Have you forgotten who it is that generates salvific faith? and the verses that tell us that it is not of ourselves? Have you not considered that regeneration is the means by which faith is given. Faith is the work of the Spirit of God in the person, necessarily generated by the Spirit (from our POV we might be tempted to say that "the Spirit can't help himself —he has to generate faith" for lack of a better way to describe what happens). The Spirit of God put there by God, for God's sake, to make us his dwelling place, changes us, changes our very nature, and I don't mean just makes us want better good, and access to God, etc, but that WE are changed, to a one-ness with God, by the Spirit. All our subsequent conscious obediences are still subconsciously by the Spirit. It is not just our choices, but him working in us both to will and to do of his good pleasure (i.e. according to his choice).
But consider 1 John 1:9. The Greek grammatical construction implies an awkward English rendering something like, "If we confess our sins, he is faithful and just to have already forgiven us our sins..." Completed action in the past, contingent on our current confession.
You want a repentance that results in regeneration? Have it your way, but the regeneration already happened, or the repentance would not be in faith.

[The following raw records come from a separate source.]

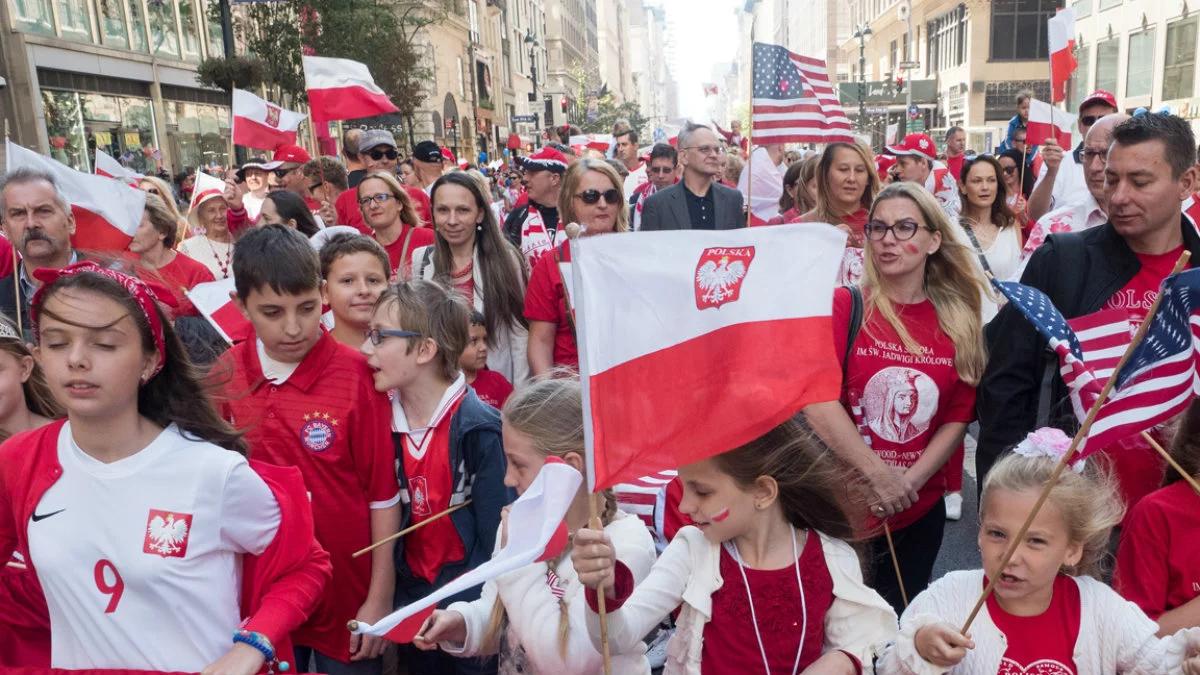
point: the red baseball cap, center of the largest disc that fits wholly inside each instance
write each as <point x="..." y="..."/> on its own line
<point x="919" y="144"/>
<point x="1099" y="96"/>
<point x="287" y="155"/>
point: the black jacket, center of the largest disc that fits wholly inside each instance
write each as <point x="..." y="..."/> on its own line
<point x="1021" y="388"/>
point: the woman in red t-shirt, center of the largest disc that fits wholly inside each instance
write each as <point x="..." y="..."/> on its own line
<point x="593" y="196"/>
<point x="154" y="243"/>
<point x="910" y="376"/>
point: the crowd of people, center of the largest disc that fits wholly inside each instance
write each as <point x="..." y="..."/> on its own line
<point x="412" y="360"/>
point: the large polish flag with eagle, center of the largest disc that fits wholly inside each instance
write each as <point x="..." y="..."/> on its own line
<point x="713" y="339"/>
<point x="537" y="531"/>
<point x="107" y="211"/>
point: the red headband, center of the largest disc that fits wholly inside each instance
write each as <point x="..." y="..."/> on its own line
<point x="145" y="294"/>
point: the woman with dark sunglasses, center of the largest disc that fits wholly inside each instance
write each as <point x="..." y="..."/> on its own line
<point x="593" y="196"/>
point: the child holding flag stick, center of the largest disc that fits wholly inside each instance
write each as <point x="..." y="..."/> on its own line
<point x="771" y="518"/>
<point x="541" y="419"/>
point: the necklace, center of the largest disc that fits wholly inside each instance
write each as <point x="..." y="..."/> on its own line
<point x="730" y="547"/>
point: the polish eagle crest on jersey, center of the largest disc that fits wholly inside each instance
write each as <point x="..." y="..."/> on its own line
<point x="318" y="432"/>
<point x="167" y="533"/>
<point x="719" y="275"/>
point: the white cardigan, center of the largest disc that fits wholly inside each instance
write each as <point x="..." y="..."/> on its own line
<point x="533" y="611"/>
<point x="1114" y="634"/>
<point x="859" y="621"/>
<point x="508" y="356"/>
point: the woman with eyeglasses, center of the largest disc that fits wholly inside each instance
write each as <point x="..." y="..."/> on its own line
<point x="389" y="213"/>
<point x="593" y="196"/>
<point x="911" y="368"/>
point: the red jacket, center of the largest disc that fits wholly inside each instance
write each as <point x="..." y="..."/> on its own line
<point x="280" y="587"/>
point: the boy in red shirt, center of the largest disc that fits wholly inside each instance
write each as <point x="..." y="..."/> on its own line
<point x="491" y="387"/>
<point x="448" y="449"/>
<point x="306" y="400"/>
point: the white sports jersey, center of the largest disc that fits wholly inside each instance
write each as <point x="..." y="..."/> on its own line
<point x="141" y="559"/>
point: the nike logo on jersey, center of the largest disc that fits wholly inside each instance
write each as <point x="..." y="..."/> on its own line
<point x="45" y="515"/>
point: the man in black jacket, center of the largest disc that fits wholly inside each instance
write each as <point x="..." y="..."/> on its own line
<point x="1119" y="266"/>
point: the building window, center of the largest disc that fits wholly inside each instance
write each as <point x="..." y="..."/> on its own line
<point x="34" y="16"/>
<point x="1019" y="29"/>
<point x="1140" y="73"/>
<point x="1179" y="75"/>
<point x="113" y="29"/>
<point x="1107" y="61"/>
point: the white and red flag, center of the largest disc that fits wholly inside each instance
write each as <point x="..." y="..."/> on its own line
<point x="1047" y="121"/>
<point x="214" y="300"/>
<point x="107" y="166"/>
<point x="107" y="213"/>
<point x="1061" y="34"/>
<point x="341" y="89"/>
<point x="684" y="363"/>
<point x="261" y="124"/>
<point x="535" y="532"/>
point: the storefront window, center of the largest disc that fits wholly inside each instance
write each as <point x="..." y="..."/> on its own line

If we do not have faith, we do not have the Spirit. If we do not have the Spirit we do not have regeneration. Both are the necessary result of the Spirit. But without the Spirit we do not have faith, therefore, we also do not have regeneration. But if the Spirit makes his home in us, we have regeneration by definition, and so we also have faith. Both are necessary results of God making his home in us. Neither are the result of the will of man.